It is no longer good enough for limits on the power of the House of Lords to rely on decades-old conventions, says a group of Labour peers.
There are 92 remaining hereditary peers in the Lords
A Labour working group on the powers of the Lords says the party must include reform plans in its next manifesto.
It wants a new system for tackling differences between MPs and peers and other measures to ensure the primacy of the House of Commons.
The government has dropped plans for Lords reform before the next election.
That decision angered some peers who wanted the 92 remaining hereditary peers removed from the House of Lords.
The working group only examined the powers of the Lords, not its composition, but its plans have still provoked concern among opposition peers.
Under the Salisbury Convention, the Lords should not wreck or vote against government manifesto commitments at second and third reading.
But such conventions are not set out in law, nor are they even in Parliament's internal rules, so they can be ignored, says the report.

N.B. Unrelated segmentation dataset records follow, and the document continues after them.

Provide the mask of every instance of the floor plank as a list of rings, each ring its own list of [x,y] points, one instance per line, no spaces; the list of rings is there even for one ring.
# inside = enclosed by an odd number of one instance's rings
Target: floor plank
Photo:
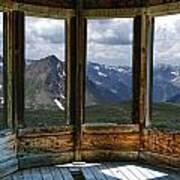
[[[49,172],[48,167],[40,168],[41,175],[43,180],[53,180],[51,173]]]
[[[59,171],[61,172],[64,180],[73,180],[73,177],[68,168],[59,168]]]
[[[54,180],[63,180],[63,176],[56,167],[49,168]]]
[[[32,179],[33,180],[42,180],[42,175],[39,168],[31,169]]]
[[[92,174],[89,167],[82,168],[81,171],[86,180],[96,180],[96,177],[94,176],[94,174]]]
[[[85,180],[180,180],[178,173],[133,163],[86,164],[79,170]],[[69,166],[64,165],[27,169],[2,180],[73,180],[73,176]]]

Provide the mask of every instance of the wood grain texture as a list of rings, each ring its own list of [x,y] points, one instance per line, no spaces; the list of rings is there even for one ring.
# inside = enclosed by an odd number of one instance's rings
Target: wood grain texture
[[[145,131],[141,158],[180,168],[180,133],[157,129]]]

The peers say with opposition peers being more assertive there is confusion about the Lords' powers and "considerable uncertainty about its relationship with the elected House of Commons".
Lord Hunt of Kings Heath, who chaired the working group, said: "It is vital that the House's powers are defined with clarity and precision.
"Relying on informal understandings and conventions which can be broken at any time is no longer sustainable."
The group recommends:
- Making Bills which enter Parliament through the Lords subject to the Parliament Act. This would let the government force through such Bills - something it is not able to do now peers have rejected key parts of its legal reform plans
- Introducing reconciliation systems between the Commons and Lords to help resolve differences
- Creating a reasonable time limit for all Bills to complete their Lords' stages
- Allowing peers to use their delaying powers on secondary legislation
- Better support to help backbench peers scrutinise legislation and paying opposition party frontbenchers.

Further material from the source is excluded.